Original Trade Description: March 16th.

All good things must come to an end. The market appears poised to rally and produce a new leg higher. However, there is serious resistance starting at 2,075 on the S&P and continuing through 2,100. The odds are very slim that a rally will make it through that resistance ahead of the earnings cycle and assuming earnings for Q1 are as bad as the guidance we have been getting then it is even more likely the market rolls over into the "Sell in May" cycle.

Nobody can accurately pick turning points in the market on a routine basis.
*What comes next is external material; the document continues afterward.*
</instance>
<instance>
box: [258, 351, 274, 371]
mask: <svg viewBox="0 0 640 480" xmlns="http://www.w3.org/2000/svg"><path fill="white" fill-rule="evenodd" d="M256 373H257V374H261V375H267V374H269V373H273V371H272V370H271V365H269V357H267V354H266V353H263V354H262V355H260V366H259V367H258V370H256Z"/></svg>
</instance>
There are far too many things that can push and pull the indexes but at critical resistance levels we can normally anticipate at least a little reaction to those levels.

The S&P has strong resistance beginning at 2,078, which equates to $208 on the SPY. That resistance runs from 2,078 to 2,105 or roughly $211 on the SPY. I am proposing we buy puts on the SPY starting at $207 with a stop loss at $213.

The S&P may never hit those levels or it could hit them next week. The close after the Fed decision was 2,027, which means it would still have to rally 50 points to hit our initial entry point. Once it reaches that level it will have rebounded for +268 points and would be extremely overbought when it reached that 2,078 level. That makes it even more likely it will fail when it gets there.

I am going to recommend the June $200 puts. They should cost about $4 when the SPY reaches the $207 level. I want to use June because we may not reach that resistance for a couple weeks, if at all, and once we do hit that level I want to be able to profit from any sell in May decline.

This position could go for several weeks without being triggered and there is a good chance we will not get to play it with numerous analysts calling for a failure at 2,040 and 2,050 along the way. There are analysts calling for a retest of the 1,900 level this summer with some projecting significantly lower levels. If you look hard enough you can probably find someone projecting targets a couple hundred points higher or lower than the ones discussed.

Morgan Stanley's Adam Parker slashed his price target for the S&P from 2,175 to 2,050 yesterday. Most of the major banks are in the 2,050 to 2,100 range so the expectations for a major rally from here are pretty slim.

Position 3/23/16 with SPY trade at $204.11

3/23/16: Long June $200 put @ $4.77 with SPY trade at $204.11
4/01/16: Long June $200 put @ $3.26 when SPY traded at $207.
4/19/16: Long June $200 put @ $1.95 when SPY traded at $210.
See portfolio graphic for stop loss.